Wednesday, May 14, 2008

Boston Legal and Beyond (you know, like the store!)


http://yourgossipgirls.blogspot.com/2008/04/thoughtful-issues-on-boston-legal.html

Boston Legal has to be the most ironic show on television. It's hilarious. They take everything that is ridiculous in this world and then apply the law (which is already ridiculous) to make it even more ridiculous than it is.


It's priceless!


And it seems that no one I know watches it. So here I sit, all alone, laughing out loud.

Denny Crane, (pictured at right in picture) a founding partner of the law firm who has long since lost his marbles is being sought by the Republican party as a candidate for the presidency (of the United States.) As his co-worker (James Spader, pictured at left) says to him, how can they be serious? During his interview they ask him how he feels about their greatest base ... the NRA. And he pulls out about six guns he has hidden all over his person and in his briefcase ... and they all look at each other with big smiles.

Denny says later, "Can't you see me on the terrace, a scotch, a cigar ... maybe even an intern?"

A woman seeking to be a priest is suing the Archdiocese of Boston for gender discrimination. "God beckoned me," the woman says to the judge as she starts her testimony.

And a call girl arrested for prostitution believes the law is archaic and needs to be changed. (Because it is arbitrary, unreasonable and therefore unconstitutional). I actually had no idea that prostitution was legal in so many countries! (Did I mention the lawyer arguing this case has Tourette's Syndrome?) Oh yes. The absurdity is heaped upon the absurd ... and yet, there is an underlying message in each crazy "case" steeped in facts that makes you think.

I love this show!

On another note, I am battling this stupid cold and it doesn't seem to be getting better -- but worse. And as I pondered how this could be, it occurred to me that instead of a gallbladder attack hitting me when I have so much to do, it is now this pain in the butt cold.

Before traveling the past few years, I was always attacked by the gall a few days before. This resulted in my not being able to prepare to leave without wondering hour by hour if I would be able to go at all. (This also was the reason I traveled through Europe last spring with the biggest suitcase in the world ... because I was a wreck before leaving and did not make sound decisions!)

I woke up this morning having a packing dream -- I'd arrived in Oklahoma (my next destination) and forgotten to pack anything. So here's the way it must be. I think that I am this easy-going, devil-may-care person who flits through life easily ... and I'm not! I internalize my whatevers ... fears, trepidations, etc. about something new coming up and it manifests itself as some ailment or other.
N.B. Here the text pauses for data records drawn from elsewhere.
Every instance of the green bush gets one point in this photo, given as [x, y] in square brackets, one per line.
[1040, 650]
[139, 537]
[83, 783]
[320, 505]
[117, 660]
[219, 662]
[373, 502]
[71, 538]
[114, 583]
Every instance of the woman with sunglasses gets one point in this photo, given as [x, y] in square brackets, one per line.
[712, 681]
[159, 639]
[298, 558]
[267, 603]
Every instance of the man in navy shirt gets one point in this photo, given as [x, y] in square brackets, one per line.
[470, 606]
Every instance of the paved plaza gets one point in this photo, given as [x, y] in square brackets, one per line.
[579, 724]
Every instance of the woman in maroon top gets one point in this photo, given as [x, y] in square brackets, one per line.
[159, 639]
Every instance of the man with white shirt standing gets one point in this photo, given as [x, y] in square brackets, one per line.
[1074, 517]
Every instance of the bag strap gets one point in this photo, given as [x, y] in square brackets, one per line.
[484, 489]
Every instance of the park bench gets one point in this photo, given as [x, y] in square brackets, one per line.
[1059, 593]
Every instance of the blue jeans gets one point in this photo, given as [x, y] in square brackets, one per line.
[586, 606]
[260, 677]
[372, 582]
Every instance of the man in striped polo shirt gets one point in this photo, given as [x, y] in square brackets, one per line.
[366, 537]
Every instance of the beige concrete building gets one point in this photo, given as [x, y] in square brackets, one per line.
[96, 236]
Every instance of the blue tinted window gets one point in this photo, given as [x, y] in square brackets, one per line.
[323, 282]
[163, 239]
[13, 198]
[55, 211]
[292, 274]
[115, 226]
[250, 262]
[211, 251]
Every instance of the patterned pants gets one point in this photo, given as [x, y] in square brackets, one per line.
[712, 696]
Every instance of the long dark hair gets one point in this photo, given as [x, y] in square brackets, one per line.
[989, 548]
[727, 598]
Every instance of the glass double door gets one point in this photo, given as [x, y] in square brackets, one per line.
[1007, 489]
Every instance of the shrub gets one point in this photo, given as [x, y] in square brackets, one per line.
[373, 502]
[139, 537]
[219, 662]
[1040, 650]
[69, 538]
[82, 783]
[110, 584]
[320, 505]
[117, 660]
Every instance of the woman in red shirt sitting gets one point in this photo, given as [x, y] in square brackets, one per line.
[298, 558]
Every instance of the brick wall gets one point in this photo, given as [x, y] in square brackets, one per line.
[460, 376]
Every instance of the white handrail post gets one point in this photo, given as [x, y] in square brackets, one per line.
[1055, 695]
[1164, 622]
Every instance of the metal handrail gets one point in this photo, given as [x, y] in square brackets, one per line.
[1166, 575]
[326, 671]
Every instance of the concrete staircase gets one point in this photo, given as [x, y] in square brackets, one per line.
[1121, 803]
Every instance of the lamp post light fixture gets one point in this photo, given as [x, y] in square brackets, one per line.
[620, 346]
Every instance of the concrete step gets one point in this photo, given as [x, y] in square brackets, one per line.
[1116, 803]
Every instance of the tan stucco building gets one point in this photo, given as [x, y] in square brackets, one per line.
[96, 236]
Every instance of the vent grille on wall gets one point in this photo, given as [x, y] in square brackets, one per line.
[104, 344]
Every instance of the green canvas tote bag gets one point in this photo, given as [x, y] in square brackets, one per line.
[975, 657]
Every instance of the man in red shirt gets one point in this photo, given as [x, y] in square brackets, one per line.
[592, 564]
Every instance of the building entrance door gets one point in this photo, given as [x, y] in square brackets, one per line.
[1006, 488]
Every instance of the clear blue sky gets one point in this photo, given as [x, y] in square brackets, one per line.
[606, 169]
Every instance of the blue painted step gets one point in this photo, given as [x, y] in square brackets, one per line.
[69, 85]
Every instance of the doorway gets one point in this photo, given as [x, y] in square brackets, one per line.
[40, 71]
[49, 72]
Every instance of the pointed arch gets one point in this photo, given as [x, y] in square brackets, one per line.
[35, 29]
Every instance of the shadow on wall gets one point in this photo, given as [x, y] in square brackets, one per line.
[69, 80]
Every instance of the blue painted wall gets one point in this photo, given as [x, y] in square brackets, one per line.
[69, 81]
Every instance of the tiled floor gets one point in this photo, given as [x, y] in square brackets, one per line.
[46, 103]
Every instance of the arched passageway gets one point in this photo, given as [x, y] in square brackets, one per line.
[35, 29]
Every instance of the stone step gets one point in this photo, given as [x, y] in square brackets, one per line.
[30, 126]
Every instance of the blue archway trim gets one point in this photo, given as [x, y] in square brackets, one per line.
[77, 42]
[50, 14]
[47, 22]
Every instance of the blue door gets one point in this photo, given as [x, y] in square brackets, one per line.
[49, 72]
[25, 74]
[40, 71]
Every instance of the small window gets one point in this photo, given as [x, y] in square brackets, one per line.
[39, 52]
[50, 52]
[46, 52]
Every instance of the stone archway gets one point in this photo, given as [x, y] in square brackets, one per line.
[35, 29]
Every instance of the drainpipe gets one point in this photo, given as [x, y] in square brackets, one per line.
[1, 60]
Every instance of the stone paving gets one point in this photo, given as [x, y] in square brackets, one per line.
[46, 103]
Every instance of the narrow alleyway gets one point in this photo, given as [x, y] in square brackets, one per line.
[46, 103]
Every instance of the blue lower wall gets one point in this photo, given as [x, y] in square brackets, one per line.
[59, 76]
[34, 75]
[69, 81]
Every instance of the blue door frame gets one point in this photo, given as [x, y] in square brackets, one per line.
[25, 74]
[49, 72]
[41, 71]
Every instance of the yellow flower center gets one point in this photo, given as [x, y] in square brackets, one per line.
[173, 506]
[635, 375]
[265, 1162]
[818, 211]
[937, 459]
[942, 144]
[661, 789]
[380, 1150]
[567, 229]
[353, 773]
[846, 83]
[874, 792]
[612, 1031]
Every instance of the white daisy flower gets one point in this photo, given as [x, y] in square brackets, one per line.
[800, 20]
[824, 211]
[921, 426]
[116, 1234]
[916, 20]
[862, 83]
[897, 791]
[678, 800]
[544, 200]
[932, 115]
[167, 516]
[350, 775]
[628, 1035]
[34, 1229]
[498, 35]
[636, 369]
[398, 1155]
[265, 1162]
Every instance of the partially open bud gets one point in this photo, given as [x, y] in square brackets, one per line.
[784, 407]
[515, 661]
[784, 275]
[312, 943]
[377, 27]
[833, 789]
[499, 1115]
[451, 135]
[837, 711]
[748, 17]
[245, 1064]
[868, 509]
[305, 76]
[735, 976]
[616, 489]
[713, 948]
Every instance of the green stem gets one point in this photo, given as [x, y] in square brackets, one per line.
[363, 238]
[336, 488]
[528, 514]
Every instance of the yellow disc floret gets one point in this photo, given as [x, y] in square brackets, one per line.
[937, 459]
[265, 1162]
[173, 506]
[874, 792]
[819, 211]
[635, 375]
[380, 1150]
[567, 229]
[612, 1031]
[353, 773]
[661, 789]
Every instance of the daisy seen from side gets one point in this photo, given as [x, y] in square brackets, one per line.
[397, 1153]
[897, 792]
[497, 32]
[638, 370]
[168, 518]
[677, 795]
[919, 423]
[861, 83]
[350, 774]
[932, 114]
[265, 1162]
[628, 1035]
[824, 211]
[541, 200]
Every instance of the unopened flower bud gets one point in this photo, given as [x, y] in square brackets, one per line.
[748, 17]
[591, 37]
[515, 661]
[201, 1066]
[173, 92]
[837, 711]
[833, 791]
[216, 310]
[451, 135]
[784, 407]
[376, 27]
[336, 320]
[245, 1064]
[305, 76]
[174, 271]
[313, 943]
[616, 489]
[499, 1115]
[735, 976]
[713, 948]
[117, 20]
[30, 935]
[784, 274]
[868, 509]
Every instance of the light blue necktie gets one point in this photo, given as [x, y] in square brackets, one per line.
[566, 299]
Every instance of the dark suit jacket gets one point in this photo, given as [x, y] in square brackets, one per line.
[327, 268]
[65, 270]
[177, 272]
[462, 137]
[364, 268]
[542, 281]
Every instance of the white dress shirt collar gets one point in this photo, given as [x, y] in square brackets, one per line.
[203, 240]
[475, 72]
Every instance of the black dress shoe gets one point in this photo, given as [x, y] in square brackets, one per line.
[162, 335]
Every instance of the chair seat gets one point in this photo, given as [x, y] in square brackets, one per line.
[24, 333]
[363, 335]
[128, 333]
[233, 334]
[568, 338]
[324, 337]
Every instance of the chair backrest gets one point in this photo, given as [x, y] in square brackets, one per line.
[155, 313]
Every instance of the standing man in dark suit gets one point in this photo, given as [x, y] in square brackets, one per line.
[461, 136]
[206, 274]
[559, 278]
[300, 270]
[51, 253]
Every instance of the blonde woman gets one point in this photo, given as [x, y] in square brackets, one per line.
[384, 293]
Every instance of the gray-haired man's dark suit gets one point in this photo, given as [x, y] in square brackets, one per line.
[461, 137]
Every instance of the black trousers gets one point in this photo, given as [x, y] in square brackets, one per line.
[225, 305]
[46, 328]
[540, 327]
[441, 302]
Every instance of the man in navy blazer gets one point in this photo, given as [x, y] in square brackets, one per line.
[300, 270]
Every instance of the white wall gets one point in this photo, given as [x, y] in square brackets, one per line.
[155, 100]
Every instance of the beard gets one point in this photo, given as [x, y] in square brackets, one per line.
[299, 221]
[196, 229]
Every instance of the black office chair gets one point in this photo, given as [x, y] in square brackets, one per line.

Before every interview I ever did -- over the span of quite a few years -- I was always a nervous wreck beforehand ... and had to plan extra time beforehand to fit in the inevitable bathroom breaks that were a result of a nervous stomach. It actually took me a long time to figure that out, and I guess it was really last summer, before I went on vacation for two weeks and was sitting in an emergency room with a gallbladder attack that I put it together that traveling was not good for my health!

It is a lot of travel all clumped together. I went to Chicago last week, I am leaving for Oklahoma on Sunday and then California the first of June. And on top of that I have a daughter graduating from college and moving away.

Now, I don't feeeeeeeeeeeeeeeel like any of that stuff is a big deal. But I think because of that, I get sick.

So what should I do? Throw myself on my knees and sob because I have to travel so much? (But I like to travel!)

Should I beg my daughter not to grow up and move back home? (But I think it's wonderful what she is doing and I know she is going to have a great experience in a great city.)

So how do you keep your body from internalizing things and dealing with issues that must bother you when you don't know they are bothering you until you get sick?

There was NOTHING I could do before an interview ... even though I knew it would happen, even though I meditated to try to combat it ... the only cure was to actually begin the interview, then I would get into a groove and at the end I always left feeling great, pumped up and energized.

And I always enjoy myself traveling and am never sick while doing so -- I just don't get it.

Oh well. I'm off to drown my sorrows in cough medicine.  Which is also interesting.  I hate to take drugs (legal ones anyway) and I discovered that I have this pattern.  I do NOT take drugs for days, instead ingesting hideous juices, etc. but then I start to get worse, which is what you do when you are sick, feel sick, get worse, then get better ... but I don't buy the drugs until I am just about better.  How do I know this for sure?

I have a little stash of cold medications and I went to them.  Three boxes of various things, night-time remedies, daytime, cold, allergy relief ... and they were all expired.  In 2000, and 2004.  So that means I haven't been this sick in four years!  AND wasn't that sick prior to that for four years.  So I am just enduring my every-four-year cold!  I am such a researcher with such clear cut data!

So I guess I have to go out and buy the medicine so it can sit in my closet for four more years.  (All the boxes had one or two tablets taken out of them and that was it!)  Clearly that is my sacrifice to the Gods!